El Comandante lamentó que estuvieran a punto de perder aquel lugar que, durante tanto tiempo, habían logrado mantener a salvo. Cuando ya no confiaba en encontrar una solución a aquel conflicto, reparó en un detalle que le había pasado desapercibido hasta ese momento. Indicó a tres soldados que lo acompañaran hasta una roca cercana, tras la que se ocultaron. Adherido a la piedra, un puñado de negros mejillones permanecían con sus conchas cerradas, para protegerse de la batalla del exterior. El comandante asió uno de ellos y tiró con fuerza, desprendiéndolo de la roca.

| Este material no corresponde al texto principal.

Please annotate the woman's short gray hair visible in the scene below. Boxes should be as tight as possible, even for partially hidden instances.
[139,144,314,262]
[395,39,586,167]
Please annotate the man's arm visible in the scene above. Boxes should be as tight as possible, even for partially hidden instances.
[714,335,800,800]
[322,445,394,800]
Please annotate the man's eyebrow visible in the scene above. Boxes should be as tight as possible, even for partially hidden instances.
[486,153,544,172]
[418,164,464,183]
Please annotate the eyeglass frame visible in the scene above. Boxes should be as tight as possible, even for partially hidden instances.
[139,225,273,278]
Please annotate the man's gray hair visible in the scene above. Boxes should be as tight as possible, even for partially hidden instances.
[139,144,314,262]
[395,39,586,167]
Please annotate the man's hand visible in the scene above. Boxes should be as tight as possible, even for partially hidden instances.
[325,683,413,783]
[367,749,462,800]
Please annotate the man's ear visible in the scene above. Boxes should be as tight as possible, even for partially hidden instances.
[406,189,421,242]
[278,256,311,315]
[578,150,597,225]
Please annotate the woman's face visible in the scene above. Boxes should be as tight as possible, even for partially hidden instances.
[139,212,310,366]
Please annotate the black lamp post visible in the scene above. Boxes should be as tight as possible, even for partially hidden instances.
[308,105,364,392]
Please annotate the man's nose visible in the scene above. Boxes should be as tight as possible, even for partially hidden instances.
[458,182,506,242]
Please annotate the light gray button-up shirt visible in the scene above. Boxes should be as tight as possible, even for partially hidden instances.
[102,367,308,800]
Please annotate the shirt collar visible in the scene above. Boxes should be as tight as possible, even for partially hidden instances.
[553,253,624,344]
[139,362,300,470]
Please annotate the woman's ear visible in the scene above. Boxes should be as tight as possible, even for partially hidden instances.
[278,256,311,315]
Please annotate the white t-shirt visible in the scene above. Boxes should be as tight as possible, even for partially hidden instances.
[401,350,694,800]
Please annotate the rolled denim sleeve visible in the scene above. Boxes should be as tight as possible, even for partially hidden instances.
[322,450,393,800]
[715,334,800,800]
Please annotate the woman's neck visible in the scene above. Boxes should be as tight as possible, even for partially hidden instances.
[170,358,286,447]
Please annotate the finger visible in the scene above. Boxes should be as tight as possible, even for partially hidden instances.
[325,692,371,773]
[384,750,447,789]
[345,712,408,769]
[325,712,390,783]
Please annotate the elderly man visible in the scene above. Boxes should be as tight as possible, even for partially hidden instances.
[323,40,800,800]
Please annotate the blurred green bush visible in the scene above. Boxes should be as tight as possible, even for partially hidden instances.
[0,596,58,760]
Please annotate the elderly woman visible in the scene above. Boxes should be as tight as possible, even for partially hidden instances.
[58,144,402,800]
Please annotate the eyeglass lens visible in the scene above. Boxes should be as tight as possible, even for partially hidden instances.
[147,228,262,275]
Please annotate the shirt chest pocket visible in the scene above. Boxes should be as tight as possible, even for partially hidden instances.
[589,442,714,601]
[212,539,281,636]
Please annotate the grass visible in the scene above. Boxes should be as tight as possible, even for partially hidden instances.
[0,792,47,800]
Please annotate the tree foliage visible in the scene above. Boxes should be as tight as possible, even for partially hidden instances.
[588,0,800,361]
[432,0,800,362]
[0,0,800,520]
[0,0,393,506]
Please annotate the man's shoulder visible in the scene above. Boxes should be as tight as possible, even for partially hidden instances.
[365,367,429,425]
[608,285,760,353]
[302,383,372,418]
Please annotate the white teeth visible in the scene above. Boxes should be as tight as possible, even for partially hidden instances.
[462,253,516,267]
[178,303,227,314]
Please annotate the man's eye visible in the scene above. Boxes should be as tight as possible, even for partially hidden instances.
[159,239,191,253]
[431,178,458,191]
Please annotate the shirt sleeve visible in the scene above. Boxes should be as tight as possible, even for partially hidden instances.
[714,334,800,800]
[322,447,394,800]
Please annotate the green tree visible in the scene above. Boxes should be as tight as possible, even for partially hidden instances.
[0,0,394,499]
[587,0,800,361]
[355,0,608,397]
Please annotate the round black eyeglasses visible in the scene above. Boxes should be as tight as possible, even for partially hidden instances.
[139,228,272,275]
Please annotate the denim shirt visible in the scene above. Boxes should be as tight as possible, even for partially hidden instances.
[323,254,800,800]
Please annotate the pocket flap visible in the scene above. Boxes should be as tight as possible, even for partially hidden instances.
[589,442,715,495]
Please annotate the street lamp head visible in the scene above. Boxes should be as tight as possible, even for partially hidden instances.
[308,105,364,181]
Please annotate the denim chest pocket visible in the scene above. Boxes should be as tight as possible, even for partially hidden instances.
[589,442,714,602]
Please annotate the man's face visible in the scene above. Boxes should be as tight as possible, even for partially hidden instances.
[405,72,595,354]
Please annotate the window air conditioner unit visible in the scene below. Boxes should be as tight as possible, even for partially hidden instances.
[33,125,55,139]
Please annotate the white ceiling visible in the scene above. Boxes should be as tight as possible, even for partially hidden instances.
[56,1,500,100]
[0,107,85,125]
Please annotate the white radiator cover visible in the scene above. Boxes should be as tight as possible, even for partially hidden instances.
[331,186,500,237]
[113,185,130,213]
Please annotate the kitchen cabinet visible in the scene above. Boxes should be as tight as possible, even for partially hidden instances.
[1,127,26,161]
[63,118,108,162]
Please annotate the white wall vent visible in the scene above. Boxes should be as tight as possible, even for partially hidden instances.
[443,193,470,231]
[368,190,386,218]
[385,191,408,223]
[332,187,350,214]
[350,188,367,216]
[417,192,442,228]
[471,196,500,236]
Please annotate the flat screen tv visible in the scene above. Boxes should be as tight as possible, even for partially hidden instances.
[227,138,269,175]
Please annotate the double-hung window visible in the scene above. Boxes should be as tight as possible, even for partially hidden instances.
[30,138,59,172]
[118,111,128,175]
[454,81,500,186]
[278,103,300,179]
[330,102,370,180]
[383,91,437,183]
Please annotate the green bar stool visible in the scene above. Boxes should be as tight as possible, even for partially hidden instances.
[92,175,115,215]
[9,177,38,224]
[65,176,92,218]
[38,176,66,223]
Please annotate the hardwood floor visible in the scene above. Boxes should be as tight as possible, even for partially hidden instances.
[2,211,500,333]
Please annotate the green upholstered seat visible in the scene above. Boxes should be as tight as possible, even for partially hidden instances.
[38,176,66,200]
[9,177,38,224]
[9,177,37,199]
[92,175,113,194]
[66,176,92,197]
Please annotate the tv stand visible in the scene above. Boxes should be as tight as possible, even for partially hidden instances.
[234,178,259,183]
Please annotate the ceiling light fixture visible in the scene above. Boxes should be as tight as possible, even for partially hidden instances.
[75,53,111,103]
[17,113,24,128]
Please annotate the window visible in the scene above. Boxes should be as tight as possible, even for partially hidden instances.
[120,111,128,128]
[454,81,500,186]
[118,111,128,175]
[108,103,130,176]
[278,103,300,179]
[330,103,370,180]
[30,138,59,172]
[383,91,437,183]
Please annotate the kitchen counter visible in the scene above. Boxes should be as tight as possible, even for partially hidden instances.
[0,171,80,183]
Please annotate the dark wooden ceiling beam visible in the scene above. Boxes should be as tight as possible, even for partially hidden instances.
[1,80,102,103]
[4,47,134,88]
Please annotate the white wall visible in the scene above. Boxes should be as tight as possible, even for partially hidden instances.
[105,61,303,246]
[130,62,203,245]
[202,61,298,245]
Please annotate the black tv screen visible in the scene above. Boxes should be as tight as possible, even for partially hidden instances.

Clavó la punta de su espada entre ambas protecciones y las separó, dejando a la vista el cuerpo amarillento del molusco. Sabía que así condenaba a aquellos indefensos bivalvos, pero le parecía el único modo posible de defender la ciudad y, por tanto, la paz en toda esa región del mar. Serían bajas necesarias para la victoria final.
—Que cada uno coja una concha —ordenó a los soldados que lo acompañaban—. Haced lo mismo con los demás mejillones y repartid sus conchas entre los restantes soldados. Las usaremos a modo de escudo para avanzar hasta la posición del enemigo y así poder entablar combate cuerpo a cuerpo. Esa será la única manera de que podamos salir vencedores de esta batalla.
Los soldados obedecieron las órdenes de su superior y repartieron los improvisados escudos entre sus compañeros. Al cabo de unos instantes, el batallón de tritones al completo se encontraba de nuevo resguardado tras una alargada roca en el suelo. A una señal de su comandante, todos ellos saltaron por encima de su trinchera y comenzaron a nadar lo más rápido que podían, ocultándose tras las alargadas conchas. Los ataques de su enemigo surcaban el agua a su alrededor, perdiéndose a su espalda, cuando no impactaban en los escudos y los atravesaban sin remedio, provocando una nueva baja en sus tropas.
Cuando los primeros efectivos, entre los que se encontraba el Comandante, alcanzaron la línea enemiga, se detuvieron, desconcertados. Tras las rocas descubrieron a un grupo de seres gigantescos, varias veces más grandes que ellos. Sus cuerpos eran negros y de aspecto suave. En lugar de cabeza, sobre los hombros tenían una gran esfera metálica de aspecto cobrizo, y entre sus manos sostenían alargadas piezas metálicas, con las que apuntaban hacia ellos. En ese momento, el Comandante tritón supo que estaban definitivamente perdidos.
—Vamos, Hugo, ven a echarte crema otra vez.
Obedeciendo a su madre, Hugo se puso en pie y se dirigió hacia el lugar donde sus padres habían ubicado su sombrilla, centro de operaciones de aquella mañana en la playa. Dejó así atrás, con intención de volver a ella lo antes posible, la detallista ciudad de la Atlántida de arena, defendida por los tritones de juguete con escudos de concha de mejillón de los soldados humanos con trajes de neopreno, pesadas escafandras y fusiles de asalto que, por fin, después de tantos años en su busca, estaban a punto de conquistar la Atlántida.